Sports medicine has explicit acclimatization protocols, hydration plans, and heat-index-based modification guidelines. The teams and programs that follow them have far lower rates than those that do not.
Travelers from cooler climates
A person who is fully acclimatized to 75°F summers and then flies into a 100°F city is at meaningfully higher risk for the first few days. The body has not built the sweating, cardiovascular, and plasma-volume adaptations that local residents have. The mistake is to assume that "I am healthy and fit" translates to heat tolerance. It does not.
Hikers heading into desert national parks are a recurring example. So are tourists pushing through long days of walking in a hot city. The safest pattern is reduced exertion and exposure for the first three to five days, with full activity returning only after acclimatization.
People without reliable air conditioning
This is the underappreciated category. Most heat-wave deaths in U.S. cities happen in apartments without working AC, in people who could not get to a cooling center, often older adults or people with chronic illness who also could not afford to run AC even if they had it. The combination of indoor heat that does not drop overnight, dehydration, sleep loss, and medication-driven vulnerability is a recognized and preventable killer.

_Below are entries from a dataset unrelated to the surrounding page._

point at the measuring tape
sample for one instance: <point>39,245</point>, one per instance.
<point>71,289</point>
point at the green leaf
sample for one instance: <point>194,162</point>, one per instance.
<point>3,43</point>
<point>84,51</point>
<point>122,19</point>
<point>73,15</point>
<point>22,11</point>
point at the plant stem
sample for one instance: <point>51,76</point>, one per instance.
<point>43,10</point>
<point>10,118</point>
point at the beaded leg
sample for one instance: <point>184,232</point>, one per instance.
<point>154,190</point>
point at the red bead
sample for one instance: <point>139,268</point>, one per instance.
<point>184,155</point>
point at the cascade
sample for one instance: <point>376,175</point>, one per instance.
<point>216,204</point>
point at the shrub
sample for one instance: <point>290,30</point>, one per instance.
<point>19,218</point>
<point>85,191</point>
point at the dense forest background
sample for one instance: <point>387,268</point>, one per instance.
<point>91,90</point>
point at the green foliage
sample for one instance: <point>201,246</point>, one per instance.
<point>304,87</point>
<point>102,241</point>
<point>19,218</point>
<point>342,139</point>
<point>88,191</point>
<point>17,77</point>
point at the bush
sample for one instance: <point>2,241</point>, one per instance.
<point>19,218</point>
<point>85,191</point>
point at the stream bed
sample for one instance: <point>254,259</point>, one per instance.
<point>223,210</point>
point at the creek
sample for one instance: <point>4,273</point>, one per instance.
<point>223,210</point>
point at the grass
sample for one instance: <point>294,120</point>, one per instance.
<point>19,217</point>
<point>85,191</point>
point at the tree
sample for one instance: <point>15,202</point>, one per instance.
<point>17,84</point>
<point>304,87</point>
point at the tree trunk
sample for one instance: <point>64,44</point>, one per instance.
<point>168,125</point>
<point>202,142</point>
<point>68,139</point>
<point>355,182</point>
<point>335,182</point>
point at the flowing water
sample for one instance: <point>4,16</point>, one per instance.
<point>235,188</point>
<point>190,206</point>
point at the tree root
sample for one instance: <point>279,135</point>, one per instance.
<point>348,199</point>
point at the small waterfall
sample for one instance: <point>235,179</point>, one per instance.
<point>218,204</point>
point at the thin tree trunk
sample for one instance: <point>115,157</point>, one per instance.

Community-level interventions — opening cooling centers, knocking on doors during heat advisories, distributing window AC units to high-risk households — are what move the numbers in the right direction.
People who have already had heat illness
Once a person has had heat exhaustion or heat stroke, they are at higher risk for it again. The body's thermoregulation can take weeks to months to fully recover, and in severe cases, some impairment may be permanent. People returning to activity after a heat illness should reintroduce heat exposure gradually under medical guidance.
Alcohol use
Heavy alcohol use in the 24 hours before heat exposure raises risk for several reasons — dehydration, impaired judgment, blunted thirst signaling, sometimes blunted awareness of early symptoms. This applies to the obvious cases (drinking heavily on a hot day at the beach) and to the less obvious ones (a person who had several drinks the night before a long hot hike).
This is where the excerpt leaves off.